Reaching deep into Chassidic tradition to find faith and comfort amid the loss, the rabbi chronicled his journey through grief and acceptance in writing, coming to the conclusion “that a Jew should always try to sing, even in sorrow.”

The resulting slim volume, first published in 1982 and in Dutch titled Overpeinzingen: Over Pijn Zingen (a Dutch play on words that translates as “Thoughtful Thinking: Singing About Pain, has since been translated into English, Hebrew, French, Spanish, Russian and Portuguese. (The English version Why? is available here.)

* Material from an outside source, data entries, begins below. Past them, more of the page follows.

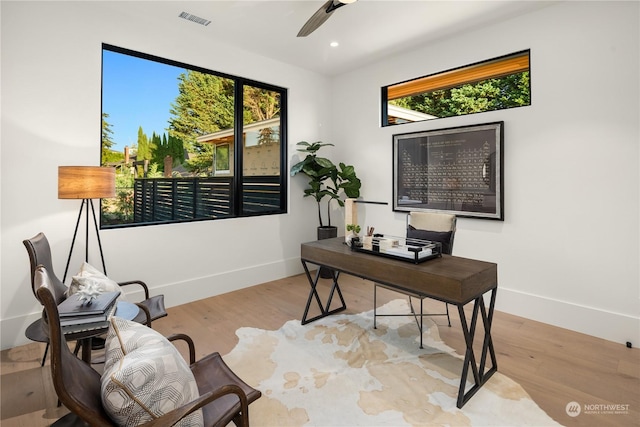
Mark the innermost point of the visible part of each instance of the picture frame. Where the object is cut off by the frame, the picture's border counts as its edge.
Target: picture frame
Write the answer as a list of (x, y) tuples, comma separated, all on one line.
[(455, 170)]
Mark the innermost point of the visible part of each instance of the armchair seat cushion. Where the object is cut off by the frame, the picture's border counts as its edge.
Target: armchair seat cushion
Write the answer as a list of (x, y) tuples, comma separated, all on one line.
[(443, 237), (144, 376)]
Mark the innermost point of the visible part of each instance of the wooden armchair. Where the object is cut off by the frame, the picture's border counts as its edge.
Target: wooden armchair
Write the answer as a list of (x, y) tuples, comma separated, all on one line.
[(224, 397), (151, 308)]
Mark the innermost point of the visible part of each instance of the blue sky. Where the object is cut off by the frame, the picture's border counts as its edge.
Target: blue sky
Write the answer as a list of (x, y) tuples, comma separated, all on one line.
[(136, 92)]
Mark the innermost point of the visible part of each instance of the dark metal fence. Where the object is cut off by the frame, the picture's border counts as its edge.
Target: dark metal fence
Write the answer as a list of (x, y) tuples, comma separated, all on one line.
[(184, 199)]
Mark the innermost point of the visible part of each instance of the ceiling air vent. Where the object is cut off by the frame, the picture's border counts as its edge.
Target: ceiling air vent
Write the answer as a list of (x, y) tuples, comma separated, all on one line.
[(194, 18)]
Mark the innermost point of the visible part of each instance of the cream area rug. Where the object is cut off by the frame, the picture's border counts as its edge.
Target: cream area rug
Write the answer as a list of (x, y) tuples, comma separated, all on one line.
[(340, 371)]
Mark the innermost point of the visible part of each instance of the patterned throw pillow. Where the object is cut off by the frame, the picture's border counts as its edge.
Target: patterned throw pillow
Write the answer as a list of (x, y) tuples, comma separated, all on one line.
[(89, 275), (144, 376)]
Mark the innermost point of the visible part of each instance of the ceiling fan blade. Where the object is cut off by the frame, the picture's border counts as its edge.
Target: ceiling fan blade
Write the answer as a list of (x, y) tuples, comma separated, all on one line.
[(319, 17)]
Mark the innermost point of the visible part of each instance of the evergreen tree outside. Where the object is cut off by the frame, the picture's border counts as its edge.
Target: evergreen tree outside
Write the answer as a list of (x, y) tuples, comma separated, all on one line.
[(205, 104), (107, 155), (488, 95)]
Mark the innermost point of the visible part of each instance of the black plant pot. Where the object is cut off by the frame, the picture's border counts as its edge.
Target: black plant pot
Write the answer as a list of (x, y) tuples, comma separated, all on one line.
[(327, 232)]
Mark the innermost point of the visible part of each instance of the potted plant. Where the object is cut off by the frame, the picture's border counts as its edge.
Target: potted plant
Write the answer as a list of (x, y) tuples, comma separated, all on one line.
[(325, 181)]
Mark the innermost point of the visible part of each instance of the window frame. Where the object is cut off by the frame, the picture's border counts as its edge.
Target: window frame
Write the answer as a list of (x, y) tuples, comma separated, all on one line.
[(501, 66), (236, 193)]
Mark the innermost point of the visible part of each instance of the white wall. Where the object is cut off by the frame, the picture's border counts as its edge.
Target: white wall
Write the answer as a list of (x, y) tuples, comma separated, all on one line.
[(51, 59), (567, 251)]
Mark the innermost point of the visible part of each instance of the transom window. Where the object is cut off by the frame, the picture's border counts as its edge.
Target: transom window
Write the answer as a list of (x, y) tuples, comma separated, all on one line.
[(495, 84), (189, 143)]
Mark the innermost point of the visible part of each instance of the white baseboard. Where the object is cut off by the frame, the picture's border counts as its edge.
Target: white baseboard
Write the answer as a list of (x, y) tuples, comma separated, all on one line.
[(603, 324), (12, 330), (616, 327)]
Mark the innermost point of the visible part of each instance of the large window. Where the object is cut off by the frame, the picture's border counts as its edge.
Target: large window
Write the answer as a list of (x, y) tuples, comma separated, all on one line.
[(189, 143), (495, 84)]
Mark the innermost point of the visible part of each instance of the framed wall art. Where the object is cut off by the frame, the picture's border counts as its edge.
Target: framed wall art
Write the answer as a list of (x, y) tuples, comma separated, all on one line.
[(455, 170)]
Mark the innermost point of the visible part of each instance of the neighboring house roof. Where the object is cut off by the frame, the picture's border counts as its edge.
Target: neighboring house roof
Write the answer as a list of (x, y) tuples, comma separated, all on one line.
[(224, 134), (403, 115)]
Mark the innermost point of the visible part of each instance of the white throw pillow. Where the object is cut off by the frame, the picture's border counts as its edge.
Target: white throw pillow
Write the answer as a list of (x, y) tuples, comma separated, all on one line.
[(89, 275), (144, 376)]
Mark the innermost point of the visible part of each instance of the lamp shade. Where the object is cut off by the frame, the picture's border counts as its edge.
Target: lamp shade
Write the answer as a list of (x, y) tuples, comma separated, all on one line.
[(86, 182)]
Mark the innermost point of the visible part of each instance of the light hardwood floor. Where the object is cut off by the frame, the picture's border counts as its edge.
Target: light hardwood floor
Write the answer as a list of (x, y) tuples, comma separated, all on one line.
[(555, 366)]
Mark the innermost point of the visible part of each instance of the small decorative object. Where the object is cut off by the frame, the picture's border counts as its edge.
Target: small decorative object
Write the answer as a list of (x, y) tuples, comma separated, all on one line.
[(88, 293), (354, 230)]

“My father was a doer who connected with people of all ages, until the very last months of his life, with devotion and creativity,” said his son, Rabbi Yehuda Vorst, rabbi of Rotterdam and director of Chabad of Rotterdam. “Whether speaking at World War II commemorations in the presence of the Prime Minister of the Netherlands; authoring Baderech (1981), a book serving as a guide to practical Jewish life blended with Chassidic thought, photos and graphics; giving lectures on Torah and science to university students; putting on tefillin with men on Yom Hafootball (football day) from its start 40 years ago until the 40th time this last May when he was already ill; creating Bar Mitzvah Race, a popular game full of Jewish knowledge or telling stories at Shabbat programs for young children, my father never stopped reaching out to every Jew.”

“Late in life, after decades of teaching in classrooms, he began giving Torah classes on YouTube, and there are a total of 500 to 600 classes online. His influence on Jewish life in the Netherlands cannot be overstated.”

Today, there are 22 Chabad-Lubavitch emissaries, almost all of them either native Dutch Jews directly influenced by Rabbi Vorst since childhood, or their children or students.

“Even though his base was in Amstelveen and Amsterdam, and Amstelveen today has four synagogues, my father was always mindful of the Rebbe’s initial directive to him to influence Jews throughout the Netherlands, especially children,” continued Rabbi Yehuda Vorst, noting that his father and mother jointly founded Tzivos Hashem branch, supervised weekly Shabbat programs for kids, and ran a day camp with hundreds of children, many from outside Amstelveen and Amsterdam. “He has impacted thousands of Jewish lives, many of them Jewish families active in their communities and many of them rabbis leading their communities, both in and outside of the Netherlands.”

“Rav Vorst was a modest man; he never wanted attention or honor,” concluded Van Ments, today of Jerusalem. “But he was a great person and always made others great. His legacy, what he leaves behind in the Jewish Netherlands and beyond, will continue to exist. Our beloved Rav Vorst was nothing less than a true tzaddik.”

In addition to his wife, Vorst is survived by their children: Chana Kalmenson (Aubervilliers, France); Rabbi Dovid Bentzion Vorst (Brunoy, France); Rabbi Yehuda Vorst (Rotterdam, the Netherlands); Sara Katzman (The Hague, Netherlands); Menucha Romano (Israel); Nechama Cohen (Jerusalem); Rabbi Menachem Vorst (Charlotte, N.C.); Bracha Leah Weingarten (Lansing, Mich.); Chaya Benjaminson (Brooklyn, N.Y.); Rivkah Galperin (Windsor, Ontario); Devorah Esther Levine (Nijmegen, Netherlands); and Mushky Lent (Manchester, United Kingdom).